Peel police chief asked for carding ‘success stories,’ emails show
Staff struggled to find examples where practice helped solve crimes
Peel police Chief Jennifer Evans has searched for three years to find proof that carding helps solve crimes, internal emails obtained by the Star show.
Senior uniformed staff have struggled to find examples, and even earlier this year Evans was asking for “success stories” while the force often reacted to media reports on carding, the emails reveal.
The emails were released after a freedom-of-information request by a Peel Region resident seeking all records related to race statistics collected during controversial street checks, known as carding in Toronto, where the practice has been suspended. It is still being done in Peel.
Records show that Evans sent an email to four of her senior staff, including two deputy chiefs, on Jan. 7, 2015 — the day after then-Toronto police chief Bill Blair suspended carding by his force.
Her email, with the subject line, “PRP17s” (the name of the contact cards used by Peel police), stated: “We need to find out if we have any recent success stories” indicating that carding helped solve crimes.
On November 15, 2012, Evans had written to senior police staff to find out the “significance” of carding in the abduction and murder case of 9-year-old Cecilia Zhang in 2003. Staff confirmed that day that a PRP17 card was used to help find Zhang’s murderer, Min Chen, in 2004.
On Monday, a spokesperson for Evans said the chief asked for information because there is no system in place to link carding with crimes.
The province is currently reviewing carding and plans to bring in Ontario-wide standards. Critics argue that no proof has been presented to show that carding helps solve crimes, but law enforcement continues to argue it is a valuable investigative tool.
The province has not asked police for any data to support that claim.
Carding has come under fire for disproportionately targeting minorities. Data recently obtained by the Star shows that from 2009 to 2014, the Peel force conducted 159,303 street checks and that black people were three times more likely to be stopped than whites.
Evans has continued to defend street checks, and at a Sept. 25 police board meeting provided six examples where it helped solve crimes: two homicides, a hit and run, a home invasion resulting in a sexual assault, a robbery and a human trafficking case.
Despite being asked by the board to suspend the practice, she refused.
Carding is a controversial practice that involves officers stopping citizens and storing their details in a police database. Anyone who is being carded can legally walk away from police.
As the issue of carding grew more controversial in Toronto, an email dated Jan. 24, 2013 from the Peel police board’s executive director, Fred Biro, was sent to Evans.
It included a Star article, published the day before, concerning a Law Union of Ontario submission to the Toronto police board alleging that carding violates Charter of Rights protections against unlawful search and seizure and detention.
Later that day, then-deputy chief Frank Roselli sent Evans an email stating, “in case you need the good news stories,” with an email pasted in from 2012 highlighting the Zhang case and another homicide that was solved with the help of a carding stop.

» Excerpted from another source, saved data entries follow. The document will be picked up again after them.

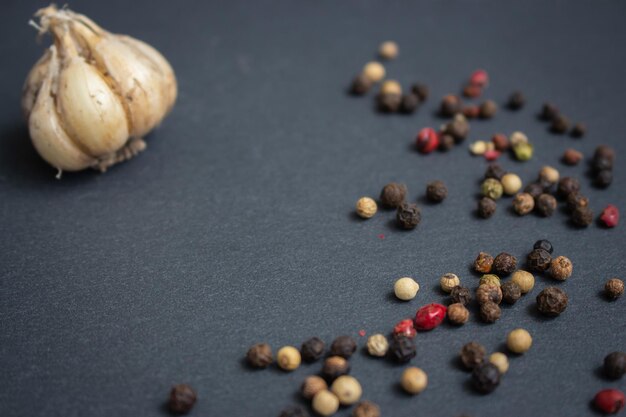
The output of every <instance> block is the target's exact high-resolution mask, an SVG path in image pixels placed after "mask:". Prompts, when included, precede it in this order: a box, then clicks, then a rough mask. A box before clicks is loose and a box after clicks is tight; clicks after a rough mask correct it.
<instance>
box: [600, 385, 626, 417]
mask: <svg viewBox="0 0 626 417" xmlns="http://www.w3.org/2000/svg"><path fill="white" fill-rule="evenodd" d="M593 403H594V405H595V406H596V408H597V409H598V410H600V411H602V412H603V413H605V414H617V413H619V412H620V411H622V409H623V408H624V404H625V403H626V396H624V393H623V392H621V391H620V390H616V389H603V390H602V391H600V392H598V393H597V394H596V396H595V397H594V398H593Z"/></svg>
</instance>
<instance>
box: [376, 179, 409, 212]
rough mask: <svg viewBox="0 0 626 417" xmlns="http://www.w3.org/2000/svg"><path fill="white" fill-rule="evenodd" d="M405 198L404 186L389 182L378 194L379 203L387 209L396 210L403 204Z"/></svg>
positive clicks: (405, 194) (404, 188)
mask: <svg viewBox="0 0 626 417" xmlns="http://www.w3.org/2000/svg"><path fill="white" fill-rule="evenodd" d="M405 198H406V185H404V184H399V183H397V182H390V183H389V184H387V185H385V186H384V187H383V190H382V191H381V192H380V202H381V204H382V205H383V206H385V207H388V208H397V207H399V206H400V204H402V203H404V199H405Z"/></svg>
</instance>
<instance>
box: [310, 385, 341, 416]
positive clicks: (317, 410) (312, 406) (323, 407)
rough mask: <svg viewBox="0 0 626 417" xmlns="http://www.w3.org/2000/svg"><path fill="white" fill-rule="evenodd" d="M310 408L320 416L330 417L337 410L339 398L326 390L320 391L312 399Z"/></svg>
mask: <svg viewBox="0 0 626 417" xmlns="http://www.w3.org/2000/svg"><path fill="white" fill-rule="evenodd" d="M311 407H312V408H313V411H315V412H316V413H317V414H319V415H321V416H325V417H327V416H332V415H333V414H335V413H336V412H337V410H339V398H337V396H336V395H335V394H333V393H332V392H330V391H328V390H322V391H320V392H318V393H317V394H315V397H313V401H312V402H311Z"/></svg>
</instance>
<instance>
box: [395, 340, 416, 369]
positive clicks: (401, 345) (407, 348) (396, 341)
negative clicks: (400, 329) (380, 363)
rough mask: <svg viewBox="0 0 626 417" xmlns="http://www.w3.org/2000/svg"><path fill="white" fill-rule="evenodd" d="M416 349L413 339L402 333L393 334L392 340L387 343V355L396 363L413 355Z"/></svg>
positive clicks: (413, 354)
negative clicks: (390, 357) (392, 359)
mask: <svg viewBox="0 0 626 417" xmlns="http://www.w3.org/2000/svg"><path fill="white" fill-rule="evenodd" d="M416 350H417V349H416V347H415V342H414V341H413V339H411V338H409V337H406V336H402V335H397V336H395V335H394V338H393V340H392V341H391V343H390V344H389V351H388V355H389V357H391V359H393V360H394V361H396V362H398V363H405V362H408V361H410V360H411V359H413V358H414V357H415V355H416Z"/></svg>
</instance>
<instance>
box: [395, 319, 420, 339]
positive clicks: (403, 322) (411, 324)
mask: <svg viewBox="0 0 626 417" xmlns="http://www.w3.org/2000/svg"><path fill="white" fill-rule="evenodd" d="M393 334H394V336H405V337H409V338H411V339H413V338H414V337H415V335H416V334H417V332H416V331H415V327H413V320H411V319H405V320H401V321H399V322H398V324H396V326H395V327H394V328H393Z"/></svg>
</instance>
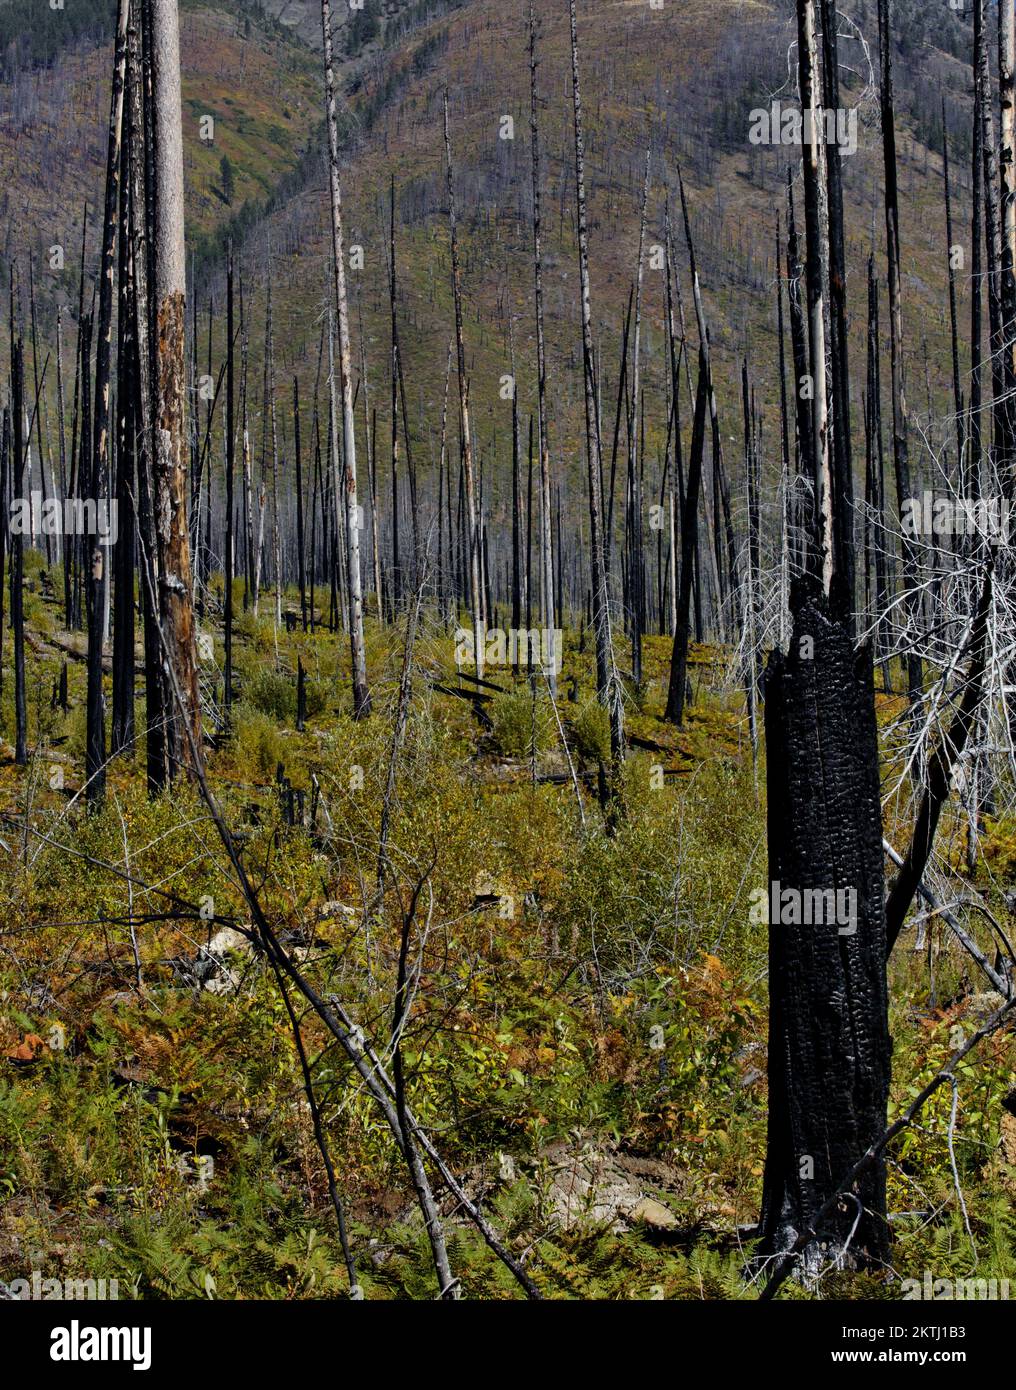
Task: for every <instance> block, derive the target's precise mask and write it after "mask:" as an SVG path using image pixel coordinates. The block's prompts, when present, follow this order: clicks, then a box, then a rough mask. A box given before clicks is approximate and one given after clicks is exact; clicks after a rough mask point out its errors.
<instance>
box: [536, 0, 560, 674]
mask: <svg viewBox="0 0 1016 1390" xmlns="http://www.w3.org/2000/svg"><path fill="white" fill-rule="evenodd" d="M538 65H539V64H538V61H536V18H535V14H534V8H532V0H530V133H531V138H532V272H534V279H535V295H536V423H538V435H539V559H541V575H542V582H541V592H542V596H543V627H545V628H546V631H548V634H549V637H548V642H549V646H548V666H549V667H550V669H549V671H548V680H549V682H550V696H552V699H556V698H557V662H559V653H557V652H556V649H555V642H556V617H555V592H553V531H552V525H550V443H549V436H548V431H549V421H548V410H546V343H545V338H543V253H542V245H541V196H539V181H541V179H539V95H538V90H536V68H538Z"/></svg>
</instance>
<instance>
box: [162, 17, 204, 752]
mask: <svg viewBox="0 0 1016 1390" xmlns="http://www.w3.org/2000/svg"><path fill="white" fill-rule="evenodd" d="M150 14H151V133H153V139H154V238H153V252H154V254H153V271H154V286H153V288H154V307H156V322H154V367H156V370H154V379H153V395H154V420H153V425H154V450H153V452H154V470H153V482H154V499H153V500H154V507H153V510H154V521H156V543H157V549H158V610H160V621H161V628H163V659H164V662H165V670H167V681H168V684H170V688H171V689H172V688H174V687H175V691H177V692H178V694H179V698H181V701H182V706H183V708H182V710H181V709H178V708H175V702H174V703H171V705H170V706H168V708H167V709H165V712H164V713H165V734H167V741H168V755H170V756H168V770H170V776H171V777H172V776H175V774H177V771H178V770H179V769H186V770H189V771H190V773H193V771H196V767H195V756H196V752H195V751H200V746H202V706H200V695H199V688H197V653H196V648H195V613H193V582H192V577H190V543H189V537H188V517H186V407H185V396H186V361H185V314H186V261H185V252H183V125H182V108H181V71H179V14H178V10H177V0H151V7H150ZM183 721H186V727H189V730H190V733H192V735H193V738H188V737H186V727H185V724H183ZM197 756H200V752H197Z"/></svg>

Asked Monday about the emails, Evans responded through a spokesperson.
“As previously communicated, there are a number of important investigations which have benefitted from the practice of street checks. The murder of Celia Zhang being one of the more recent and wellpublicized cases,” said Staff Sgt. Dan Richardson of the 2004 arrest.
“Although used regularly by investigators to link persons and associates with locations of incidents, currently there is no system in place to capture the requested data on successful linkages. As such, Chief Evans asked for recent cases to identify investigations that have benefitted from the information contained in a street check card,” he said.
“Street checks, when conducted properly, are a valuable, intelligencegathering investigative tool which helps the police solve crime and keep our community safe.”